A conservative government watchdog group has filed ethics complaints against Fulton County District Attorney Fani Willis and her former lover Nathan Wade based on their testimony regarding allegations of an improper relationship.
The complaints allege Wade lied under oath about his relationship with Willis in divorce proceedings, while Willis admitted to keeping campaign funds for personal use, including reimbursing Wade for travel, in violation of Georgia campaign finance law.
Specifically, the complaints argue Wade clearly knew he had a sexual relationship with Willis while still married, and lied about it in interrogatories, demonstrating a lack of understanding that renders him unfit to practice law.

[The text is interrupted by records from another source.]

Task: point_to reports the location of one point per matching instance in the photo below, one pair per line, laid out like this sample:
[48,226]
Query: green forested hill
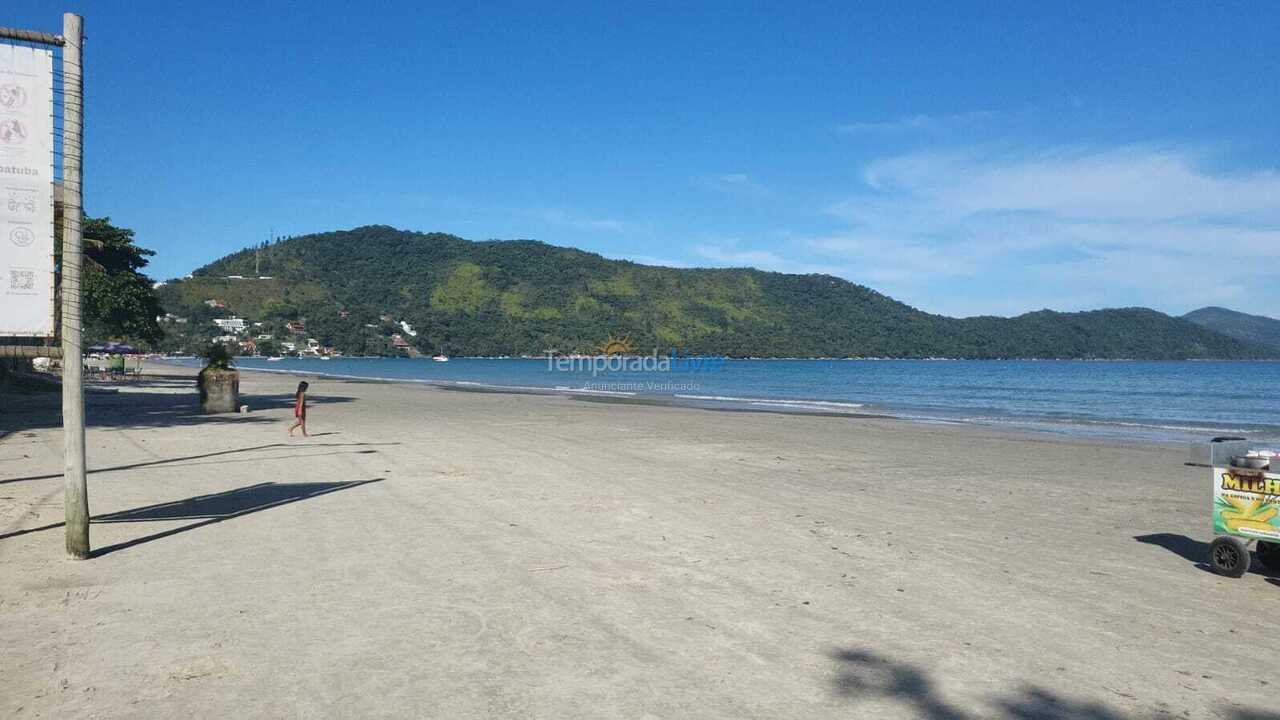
[1257,329]
[510,297]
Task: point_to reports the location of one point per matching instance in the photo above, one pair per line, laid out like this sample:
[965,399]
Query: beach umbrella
[113,347]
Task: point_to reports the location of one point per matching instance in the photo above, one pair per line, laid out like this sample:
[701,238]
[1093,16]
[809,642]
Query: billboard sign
[26,191]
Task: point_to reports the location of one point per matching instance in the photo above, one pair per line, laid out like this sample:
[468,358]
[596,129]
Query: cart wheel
[1229,556]
[1269,552]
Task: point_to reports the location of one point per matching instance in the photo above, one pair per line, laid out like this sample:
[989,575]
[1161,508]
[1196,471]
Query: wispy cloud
[997,229]
[580,222]
[917,123]
[731,254]
[731,183]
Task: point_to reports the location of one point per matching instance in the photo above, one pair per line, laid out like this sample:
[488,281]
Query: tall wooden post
[73,213]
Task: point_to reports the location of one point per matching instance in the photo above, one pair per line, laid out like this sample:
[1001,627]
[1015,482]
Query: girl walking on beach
[300,409]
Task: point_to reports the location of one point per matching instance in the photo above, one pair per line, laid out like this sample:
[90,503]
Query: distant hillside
[1257,329]
[511,297]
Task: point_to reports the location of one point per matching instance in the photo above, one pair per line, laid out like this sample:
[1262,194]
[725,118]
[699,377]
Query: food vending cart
[1246,513]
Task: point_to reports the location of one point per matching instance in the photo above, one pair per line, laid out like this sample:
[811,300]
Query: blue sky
[984,159]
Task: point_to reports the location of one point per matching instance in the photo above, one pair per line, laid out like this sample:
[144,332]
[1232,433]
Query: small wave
[771,401]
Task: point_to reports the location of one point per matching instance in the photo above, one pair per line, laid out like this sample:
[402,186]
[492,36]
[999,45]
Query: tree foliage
[524,297]
[118,301]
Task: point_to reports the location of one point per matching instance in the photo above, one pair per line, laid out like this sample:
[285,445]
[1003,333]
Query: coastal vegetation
[355,290]
[1256,329]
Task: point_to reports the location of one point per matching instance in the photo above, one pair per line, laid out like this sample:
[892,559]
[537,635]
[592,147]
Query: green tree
[118,300]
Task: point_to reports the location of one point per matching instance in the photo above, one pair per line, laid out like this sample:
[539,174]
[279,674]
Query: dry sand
[442,554]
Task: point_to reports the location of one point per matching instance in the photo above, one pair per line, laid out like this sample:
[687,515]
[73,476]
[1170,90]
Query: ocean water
[1161,401]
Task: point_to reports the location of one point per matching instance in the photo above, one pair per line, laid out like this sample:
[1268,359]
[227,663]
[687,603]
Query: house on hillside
[232,324]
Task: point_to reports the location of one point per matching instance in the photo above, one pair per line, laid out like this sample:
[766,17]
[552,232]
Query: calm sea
[1162,401]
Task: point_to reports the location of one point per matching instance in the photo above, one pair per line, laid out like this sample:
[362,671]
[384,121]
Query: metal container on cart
[1246,513]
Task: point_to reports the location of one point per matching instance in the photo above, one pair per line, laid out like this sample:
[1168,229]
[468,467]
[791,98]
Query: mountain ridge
[524,297]
[1257,329]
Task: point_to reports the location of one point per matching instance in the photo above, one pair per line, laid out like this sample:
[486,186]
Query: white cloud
[983,229]
[579,222]
[917,123]
[731,183]
[730,254]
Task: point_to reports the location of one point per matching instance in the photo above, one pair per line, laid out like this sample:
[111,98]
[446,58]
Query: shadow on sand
[208,509]
[222,455]
[1196,551]
[112,405]
[864,675]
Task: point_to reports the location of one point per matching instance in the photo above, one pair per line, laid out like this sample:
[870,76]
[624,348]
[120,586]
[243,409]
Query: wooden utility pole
[73,215]
[73,244]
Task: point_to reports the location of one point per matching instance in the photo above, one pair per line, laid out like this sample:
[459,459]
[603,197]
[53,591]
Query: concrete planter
[219,390]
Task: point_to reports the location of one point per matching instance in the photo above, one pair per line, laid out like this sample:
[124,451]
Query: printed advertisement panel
[26,191]
[1247,504]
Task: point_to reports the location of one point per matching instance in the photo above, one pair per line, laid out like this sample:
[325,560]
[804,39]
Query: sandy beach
[442,554]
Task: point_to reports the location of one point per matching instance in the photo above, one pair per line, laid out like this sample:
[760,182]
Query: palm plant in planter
[219,381]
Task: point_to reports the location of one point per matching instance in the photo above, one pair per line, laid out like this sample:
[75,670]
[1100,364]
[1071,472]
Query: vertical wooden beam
[73,244]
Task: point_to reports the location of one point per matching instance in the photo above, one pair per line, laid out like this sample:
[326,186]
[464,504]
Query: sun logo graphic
[616,346]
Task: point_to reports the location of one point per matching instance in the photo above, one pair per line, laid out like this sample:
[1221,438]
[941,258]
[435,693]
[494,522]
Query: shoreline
[561,556]
[1175,433]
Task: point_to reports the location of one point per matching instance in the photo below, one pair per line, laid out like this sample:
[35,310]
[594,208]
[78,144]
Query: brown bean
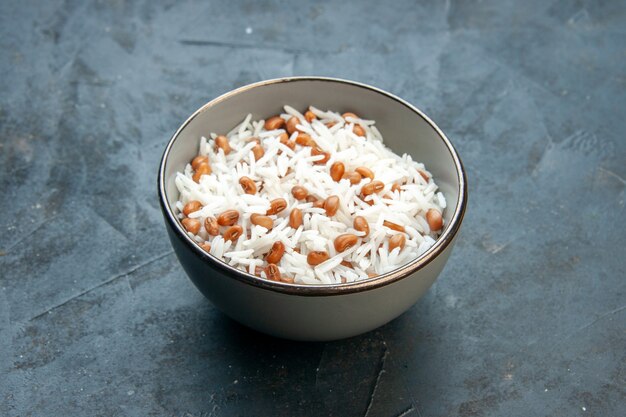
[317,151]
[258,152]
[276,253]
[292,123]
[397,241]
[191,206]
[345,242]
[317,257]
[276,206]
[358,130]
[191,225]
[394,226]
[434,219]
[272,272]
[233,233]
[353,177]
[198,160]
[222,142]
[299,192]
[295,218]
[365,172]
[347,264]
[331,205]
[261,220]
[372,187]
[203,169]
[336,171]
[228,218]
[360,223]
[211,226]
[274,122]
[249,187]
[309,116]
[304,139]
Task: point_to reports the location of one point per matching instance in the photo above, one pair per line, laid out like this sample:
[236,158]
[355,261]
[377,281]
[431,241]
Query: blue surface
[528,318]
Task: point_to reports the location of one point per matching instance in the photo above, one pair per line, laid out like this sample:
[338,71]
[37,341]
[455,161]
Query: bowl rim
[404,271]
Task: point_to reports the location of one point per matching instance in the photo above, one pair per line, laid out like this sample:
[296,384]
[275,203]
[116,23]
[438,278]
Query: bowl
[316,312]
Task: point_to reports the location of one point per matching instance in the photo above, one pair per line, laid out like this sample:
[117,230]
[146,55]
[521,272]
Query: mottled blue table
[97,316]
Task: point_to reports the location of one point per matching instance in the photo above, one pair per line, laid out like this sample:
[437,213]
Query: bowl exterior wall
[307,318]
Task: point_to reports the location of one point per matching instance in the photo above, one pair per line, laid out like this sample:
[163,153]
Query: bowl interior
[404,129]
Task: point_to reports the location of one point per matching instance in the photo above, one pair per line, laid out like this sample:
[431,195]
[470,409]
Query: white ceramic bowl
[320,312]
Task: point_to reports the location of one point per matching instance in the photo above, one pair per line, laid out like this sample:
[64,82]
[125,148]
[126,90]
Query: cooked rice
[281,168]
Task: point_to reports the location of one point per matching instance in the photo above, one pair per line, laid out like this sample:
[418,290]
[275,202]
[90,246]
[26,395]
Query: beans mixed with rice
[313,198]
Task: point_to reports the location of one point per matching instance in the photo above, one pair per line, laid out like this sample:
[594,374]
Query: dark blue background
[97,316]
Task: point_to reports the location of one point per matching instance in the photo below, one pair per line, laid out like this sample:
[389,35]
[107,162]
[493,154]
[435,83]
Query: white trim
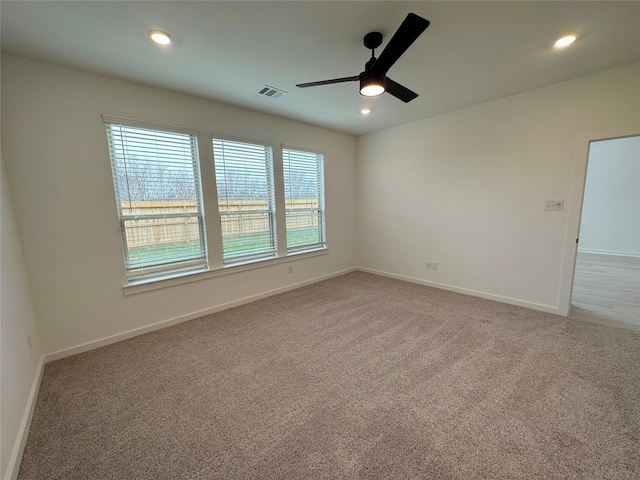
[466,291]
[136,122]
[67,352]
[574,207]
[608,252]
[23,433]
[179,278]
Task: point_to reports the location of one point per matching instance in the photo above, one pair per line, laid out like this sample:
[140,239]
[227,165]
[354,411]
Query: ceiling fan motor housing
[370,79]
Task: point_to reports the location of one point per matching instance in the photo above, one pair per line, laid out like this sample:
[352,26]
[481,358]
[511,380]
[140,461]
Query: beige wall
[467,189]
[20,368]
[55,150]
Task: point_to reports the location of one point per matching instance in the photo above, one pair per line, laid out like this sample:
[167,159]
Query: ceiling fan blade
[410,29]
[400,92]
[328,82]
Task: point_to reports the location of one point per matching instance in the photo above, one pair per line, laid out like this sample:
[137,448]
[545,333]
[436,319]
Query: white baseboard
[511,301]
[85,347]
[23,433]
[608,252]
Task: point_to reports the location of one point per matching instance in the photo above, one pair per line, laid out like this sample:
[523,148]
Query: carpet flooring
[356,377]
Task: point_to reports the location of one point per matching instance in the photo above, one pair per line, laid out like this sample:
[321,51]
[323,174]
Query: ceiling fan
[374,80]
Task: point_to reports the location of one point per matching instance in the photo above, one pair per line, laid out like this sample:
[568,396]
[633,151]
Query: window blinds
[244,178]
[157,185]
[304,199]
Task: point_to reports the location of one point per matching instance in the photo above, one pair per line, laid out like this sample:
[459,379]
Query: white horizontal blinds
[244,177]
[157,184]
[304,199]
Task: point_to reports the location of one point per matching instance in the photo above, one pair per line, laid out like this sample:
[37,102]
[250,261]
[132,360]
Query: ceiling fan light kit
[372,84]
[374,80]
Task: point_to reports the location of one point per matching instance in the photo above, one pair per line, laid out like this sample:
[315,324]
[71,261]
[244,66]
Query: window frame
[210,233]
[321,208]
[159,270]
[271,199]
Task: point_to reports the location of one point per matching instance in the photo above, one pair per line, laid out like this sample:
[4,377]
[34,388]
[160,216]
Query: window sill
[170,280]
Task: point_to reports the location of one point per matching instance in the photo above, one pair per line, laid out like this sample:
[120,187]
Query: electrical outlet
[553,205]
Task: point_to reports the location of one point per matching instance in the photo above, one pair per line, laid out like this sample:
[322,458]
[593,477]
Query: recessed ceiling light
[565,41]
[158,36]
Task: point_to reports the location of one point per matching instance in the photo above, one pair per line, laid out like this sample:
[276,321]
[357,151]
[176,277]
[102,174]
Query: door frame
[581,159]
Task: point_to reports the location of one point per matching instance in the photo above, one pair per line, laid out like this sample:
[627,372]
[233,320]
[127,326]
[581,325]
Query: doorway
[606,283]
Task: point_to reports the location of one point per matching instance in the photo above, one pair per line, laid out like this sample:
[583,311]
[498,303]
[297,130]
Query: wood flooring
[607,288]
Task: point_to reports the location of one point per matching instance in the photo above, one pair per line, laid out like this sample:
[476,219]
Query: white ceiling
[473,52]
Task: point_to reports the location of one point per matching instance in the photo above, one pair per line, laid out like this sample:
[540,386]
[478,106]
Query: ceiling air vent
[268,91]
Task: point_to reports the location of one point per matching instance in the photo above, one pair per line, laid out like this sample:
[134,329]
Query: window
[304,199]
[246,203]
[157,185]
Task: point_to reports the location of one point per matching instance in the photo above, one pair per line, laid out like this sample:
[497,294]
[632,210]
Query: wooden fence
[166,231]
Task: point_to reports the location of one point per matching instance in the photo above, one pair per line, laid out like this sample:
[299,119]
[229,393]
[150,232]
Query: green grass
[232,246]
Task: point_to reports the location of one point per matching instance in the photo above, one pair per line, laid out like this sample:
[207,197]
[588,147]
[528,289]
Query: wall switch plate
[553,205]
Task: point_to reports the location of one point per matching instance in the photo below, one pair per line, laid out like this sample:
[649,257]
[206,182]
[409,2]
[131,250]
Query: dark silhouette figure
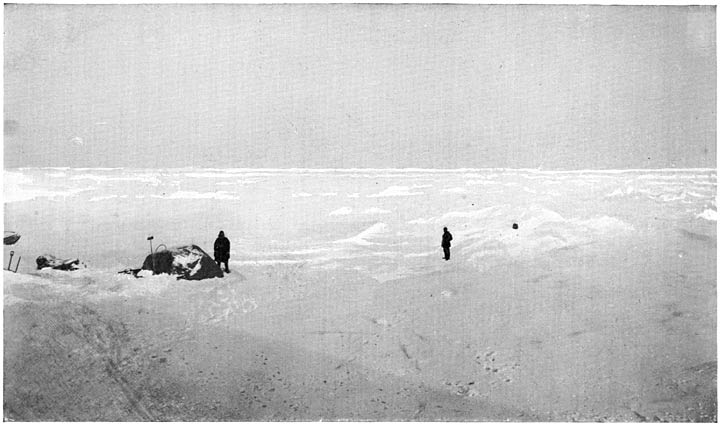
[222,250]
[447,237]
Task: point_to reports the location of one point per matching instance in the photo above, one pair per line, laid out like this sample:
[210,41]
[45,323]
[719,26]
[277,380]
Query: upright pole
[152,257]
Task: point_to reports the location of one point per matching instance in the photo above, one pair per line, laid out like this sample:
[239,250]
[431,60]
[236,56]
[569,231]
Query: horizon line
[406,169]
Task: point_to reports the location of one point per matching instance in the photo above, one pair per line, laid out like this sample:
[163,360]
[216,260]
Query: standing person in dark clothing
[447,237]
[222,250]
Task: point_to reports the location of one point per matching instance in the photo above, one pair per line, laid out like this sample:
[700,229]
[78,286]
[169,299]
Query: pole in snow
[150,238]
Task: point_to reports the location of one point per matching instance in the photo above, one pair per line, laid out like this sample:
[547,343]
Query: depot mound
[188,262]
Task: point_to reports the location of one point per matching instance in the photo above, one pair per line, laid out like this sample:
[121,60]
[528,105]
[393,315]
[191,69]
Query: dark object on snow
[222,250]
[12,253]
[47,260]
[9,238]
[187,262]
[447,237]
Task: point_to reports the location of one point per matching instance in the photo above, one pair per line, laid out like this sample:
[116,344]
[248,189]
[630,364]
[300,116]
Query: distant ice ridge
[395,191]
[183,194]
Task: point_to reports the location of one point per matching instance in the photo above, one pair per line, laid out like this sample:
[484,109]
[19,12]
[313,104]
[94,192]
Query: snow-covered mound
[187,262]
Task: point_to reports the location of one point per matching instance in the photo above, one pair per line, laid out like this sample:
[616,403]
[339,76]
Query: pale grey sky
[337,86]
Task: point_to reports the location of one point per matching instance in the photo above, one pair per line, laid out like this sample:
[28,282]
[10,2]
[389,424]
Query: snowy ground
[600,306]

The American Accountability Foundation (AAF) wrote, “To ensure that the citizens of Fulton County and the State of Georgia understand that the Bar will not countenance any violation of its ethics by those charged with upholding it, we urge you to revoke Ms. Willis’ license to practice law and permanently bar her from practicing law.”
Willis testified, “Cash is fungible. I’ve had cash for years in my house. So for me to tell you the source of where it comes from … when you go to Publix and you buy something and you get fifty dollars and you throw it in there. It’s been my whole life. When I took out a large amount of money during my first campaign, I kept some of the cash of that.”
AAF claimed that this was “the admission of a clear violation of Georgia Campaign Finance law.”
AAF referenced the section stating, “Nothing in this Code section shall permit or authorize a candidate to utilize campaign funds for the purpose of making gifts, loans, or investments directly to: (A) The candidate…”
“The statute is unambiguous – and the facts are not in dispute – as Ms. Willis described in her testimony, she placed the money that was intended for her campaign into a “fungible” slush fund with other moneys that she would use for various other purposes, including reimbursing her boyfriend for leisure travel,” wrote the complainants.
AAF added, “It is unreasonable to believe that a barred attorney running for public office would not have been aware that the strict reporting guidelines of Georgia campaign finance law existed to protect the public’s right to oversee elections and that she had an obligation to scrupulously abide by them.”
“First it is simply not credible that Mr. Wade did not know that he had sexual relations with Ms. Willis when he replied to the interrogatories above in his divorce case. Put simply, it is clear Mr. Wade knew that he had had sex with Ms. Willis, and he knew that at the time he was still married, and he simply lied in the interrogatories,” their filing continued.
AAF’s legal team wrote, “Whether he was married was not a complicated question. In fact, he was the plaintiff in a divorce case, a case that cannot proceed without the parties being married. As an officer of the court, this is simply unacceptable. It is challenging to think of a more clear-cut example of ‘dishonesty, fraud, deceit or misrepresentation.’”
For Willis, keeping cash from her campaign for non-campaign uses denied oversight of her finances.
The group is requesting the state bar open disciplinary proceedings and revoke their law licenses, saying violations of ethics rules by those upholding the law cannot be tolerated.